Python：2 个列表的交集，保留两个列表中的重复项

Question

我想有效地找到两个列表的交集，从 both 中保留重复项，例如A=[1,1,2,3], B=[1,1,2,4] 应该 return [1,1,1,1,2]

我知道之前有人问过类似的问题 (Python intersection of two lists keeping duplicates) 但这对我没有帮助，因为只保留了一个列表中的重复项。

以下作品

def intersect(A,B):
    C=[]
    for a in A:
        for b in B:
            if a==b:
                C.append(a)
    return C

但是对于我正在做的事情来说它不够有效！为了加快速度，我尝试对列表进行排序

def intersect(A,B):
    A.sort()
    B.sort()
    C=[]
    i=0
    j=0
    while i<len(A) and j<len(B):
        if A[i]<=B[j]:
            if A[i]==B[j]: 
                C.append(A[i])
            i+=1
        else:
            j=j+1
    return C

但是这只会保留列表 B 中的重复项。有什么建议吗？

Answer 1

这个怎么样：

a_set = set(A)
b_set = set(B)
intersect = [i for i in A if i in b_set] + [j for j in B if j in a_set]

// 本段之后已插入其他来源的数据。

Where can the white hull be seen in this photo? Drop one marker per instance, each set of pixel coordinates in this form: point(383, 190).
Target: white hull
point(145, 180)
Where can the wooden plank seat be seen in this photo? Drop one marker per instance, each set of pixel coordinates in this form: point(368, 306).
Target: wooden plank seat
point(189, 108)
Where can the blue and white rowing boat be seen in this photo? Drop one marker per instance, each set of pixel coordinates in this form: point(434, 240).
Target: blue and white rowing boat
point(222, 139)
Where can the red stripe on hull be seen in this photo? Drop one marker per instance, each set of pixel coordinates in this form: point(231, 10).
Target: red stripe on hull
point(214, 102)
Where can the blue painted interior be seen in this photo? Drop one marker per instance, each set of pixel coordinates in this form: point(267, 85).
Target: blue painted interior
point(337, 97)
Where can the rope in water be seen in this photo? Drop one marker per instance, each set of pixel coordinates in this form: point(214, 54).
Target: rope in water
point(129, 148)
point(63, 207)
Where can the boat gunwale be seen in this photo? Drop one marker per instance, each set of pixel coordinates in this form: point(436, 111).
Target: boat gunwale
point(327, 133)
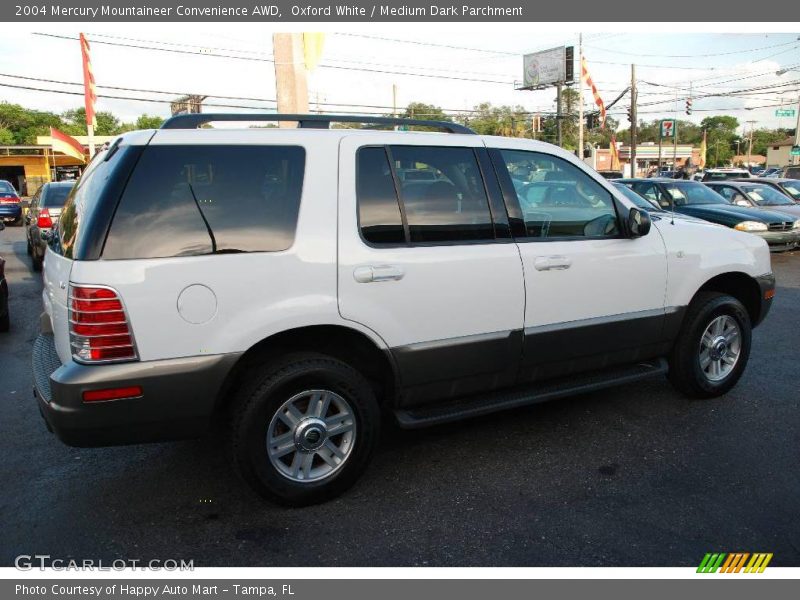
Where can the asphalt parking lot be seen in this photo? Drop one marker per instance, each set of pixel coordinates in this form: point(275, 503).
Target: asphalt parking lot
point(630, 476)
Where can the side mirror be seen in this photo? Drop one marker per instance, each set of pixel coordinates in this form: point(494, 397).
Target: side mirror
point(638, 223)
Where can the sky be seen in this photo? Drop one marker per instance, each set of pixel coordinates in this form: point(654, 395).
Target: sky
point(462, 65)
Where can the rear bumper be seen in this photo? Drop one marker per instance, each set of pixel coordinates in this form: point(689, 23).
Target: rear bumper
point(766, 284)
point(178, 399)
point(781, 240)
point(10, 212)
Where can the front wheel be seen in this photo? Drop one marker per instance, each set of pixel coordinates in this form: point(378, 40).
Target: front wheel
point(713, 347)
point(304, 429)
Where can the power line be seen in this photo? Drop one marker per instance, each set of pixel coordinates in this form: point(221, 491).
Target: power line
point(269, 60)
point(692, 55)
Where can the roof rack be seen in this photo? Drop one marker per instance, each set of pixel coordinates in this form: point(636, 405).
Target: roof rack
point(195, 120)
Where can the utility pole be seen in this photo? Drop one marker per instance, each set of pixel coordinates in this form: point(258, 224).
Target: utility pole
point(750, 145)
point(794, 159)
point(580, 97)
point(633, 121)
point(559, 88)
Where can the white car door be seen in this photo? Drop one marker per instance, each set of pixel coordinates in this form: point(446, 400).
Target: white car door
point(594, 296)
point(425, 260)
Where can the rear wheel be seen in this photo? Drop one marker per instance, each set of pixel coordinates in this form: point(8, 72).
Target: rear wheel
point(713, 346)
point(304, 429)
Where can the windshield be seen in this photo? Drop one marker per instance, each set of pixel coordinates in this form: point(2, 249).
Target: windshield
point(765, 195)
point(693, 194)
point(56, 196)
point(638, 200)
point(792, 188)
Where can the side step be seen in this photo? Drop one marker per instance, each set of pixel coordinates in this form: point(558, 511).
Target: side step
point(483, 404)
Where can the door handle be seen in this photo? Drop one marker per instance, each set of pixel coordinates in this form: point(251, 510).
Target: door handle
point(552, 263)
point(378, 273)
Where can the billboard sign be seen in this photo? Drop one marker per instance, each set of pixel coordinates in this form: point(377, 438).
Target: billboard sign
point(667, 128)
point(541, 69)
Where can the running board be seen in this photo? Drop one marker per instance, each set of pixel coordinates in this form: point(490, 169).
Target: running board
point(477, 405)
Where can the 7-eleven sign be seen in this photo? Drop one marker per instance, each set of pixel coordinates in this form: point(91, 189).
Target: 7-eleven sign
point(668, 128)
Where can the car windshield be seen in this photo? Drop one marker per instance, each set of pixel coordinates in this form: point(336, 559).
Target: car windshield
point(723, 175)
point(693, 193)
point(638, 200)
point(56, 196)
point(792, 188)
point(765, 195)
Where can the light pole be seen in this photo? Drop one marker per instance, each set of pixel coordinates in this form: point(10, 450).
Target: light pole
point(793, 159)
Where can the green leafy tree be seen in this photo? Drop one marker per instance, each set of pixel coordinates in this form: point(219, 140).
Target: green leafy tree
point(6, 137)
point(25, 124)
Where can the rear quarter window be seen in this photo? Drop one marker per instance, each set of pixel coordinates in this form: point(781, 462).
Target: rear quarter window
point(194, 200)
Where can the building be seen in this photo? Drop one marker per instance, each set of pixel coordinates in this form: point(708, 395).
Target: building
point(778, 154)
point(28, 167)
point(741, 160)
point(647, 157)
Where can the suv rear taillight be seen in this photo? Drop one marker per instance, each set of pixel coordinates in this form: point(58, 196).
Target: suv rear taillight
point(99, 329)
point(44, 221)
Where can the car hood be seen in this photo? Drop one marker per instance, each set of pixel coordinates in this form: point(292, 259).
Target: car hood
point(729, 213)
point(789, 209)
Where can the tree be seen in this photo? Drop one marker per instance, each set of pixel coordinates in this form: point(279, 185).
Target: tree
point(75, 121)
point(149, 122)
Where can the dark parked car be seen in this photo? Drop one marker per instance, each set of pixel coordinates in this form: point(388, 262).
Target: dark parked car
point(4, 318)
point(791, 172)
point(45, 209)
point(790, 187)
point(756, 194)
point(10, 208)
point(779, 230)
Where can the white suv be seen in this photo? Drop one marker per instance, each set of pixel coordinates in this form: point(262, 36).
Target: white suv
point(304, 282)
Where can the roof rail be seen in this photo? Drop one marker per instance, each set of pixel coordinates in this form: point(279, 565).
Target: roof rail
point(195, 120)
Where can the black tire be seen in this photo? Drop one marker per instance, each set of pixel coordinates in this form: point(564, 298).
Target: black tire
point(257, 401)
point(685, 371)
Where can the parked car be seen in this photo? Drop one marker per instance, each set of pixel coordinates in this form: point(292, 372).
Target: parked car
point(44, 210)
point(651, 206)
point(5, 320)
point(791, 172)
point(287, 278)
point(780, 231)
point(726, 173)
point(789, 187)
point(611, 174)
point(759, 195)
point(10, 207)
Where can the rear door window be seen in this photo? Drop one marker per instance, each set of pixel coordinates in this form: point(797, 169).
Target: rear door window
point(56, 196)
point(194, 200)
point(442, 192)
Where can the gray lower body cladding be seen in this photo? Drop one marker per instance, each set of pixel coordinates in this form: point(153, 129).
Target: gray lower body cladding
point(178, 397)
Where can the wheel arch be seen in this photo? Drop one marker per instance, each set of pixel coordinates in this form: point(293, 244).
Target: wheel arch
point(741, 286)
point(344, 343)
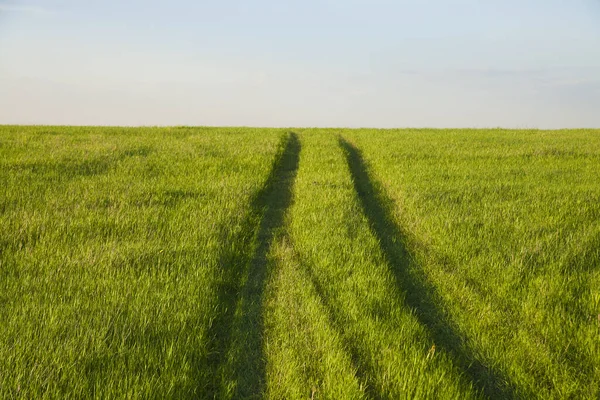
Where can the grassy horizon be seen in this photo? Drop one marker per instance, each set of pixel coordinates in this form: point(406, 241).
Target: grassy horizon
point(186, 262)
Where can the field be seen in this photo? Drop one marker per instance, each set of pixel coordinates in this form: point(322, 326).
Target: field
point(308, 263)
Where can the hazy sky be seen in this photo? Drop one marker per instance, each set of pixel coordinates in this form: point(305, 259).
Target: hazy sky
point(378, 63)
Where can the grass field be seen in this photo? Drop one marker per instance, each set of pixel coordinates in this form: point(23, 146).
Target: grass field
point(308, 263)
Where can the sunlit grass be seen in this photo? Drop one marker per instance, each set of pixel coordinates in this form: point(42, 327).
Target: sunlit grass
point(263, 263)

两个列表解析级联。一些额外的时间和内存用于创建 A 和 B 的集合，但这将被检查集合与列表中项目成员资格的效率所抵消。

你也可以修饰一下：

set_intersect = set(A) & set(B)
list_intersect = [ele for ele in A+B if ele in set_intersect]

将两个列表强制转换为集合，获取它们的交集，然后使用列表推导将列表 A 和 B 中出现在集合交集中的所有元素相加。

Answer 2

这是对您所问问题的回答：

import collections
for A,B,expected_output in (
    ([1,1,2,3], [1,1,2,4], [1,1,1,1,2]),
    ([1,1,2,3], [1,2,4], [1,1,2])):
    cntA = collections.Counter(A)
    cntB = collections.Counter(B)
    output = [
        x for x in sorted(set(A) & set(B)) for i in range(cntA[x]*cntB[x])]
    assert output == expected_output

这里是我和另外两个人最初解释的问题答案：

import collections
A=[1,1,2,3]
B=[1,1,2,4]
expected_output = [1,1,1,1,2,2]
cntA = collections.Counter(A)
cntB = collections.Counter(B)
cnt_sum = collections.Counter(A) + collections.Counter(B)
output = [x for x in sorted(set(A) & set(B)) for i in range(cnt_sum[x])]
assert output == expected_output

您可以找到 collections.Counter() 文档 here。 collections 是一个很棒的模块，我强烈建议阅读整个模块的文档。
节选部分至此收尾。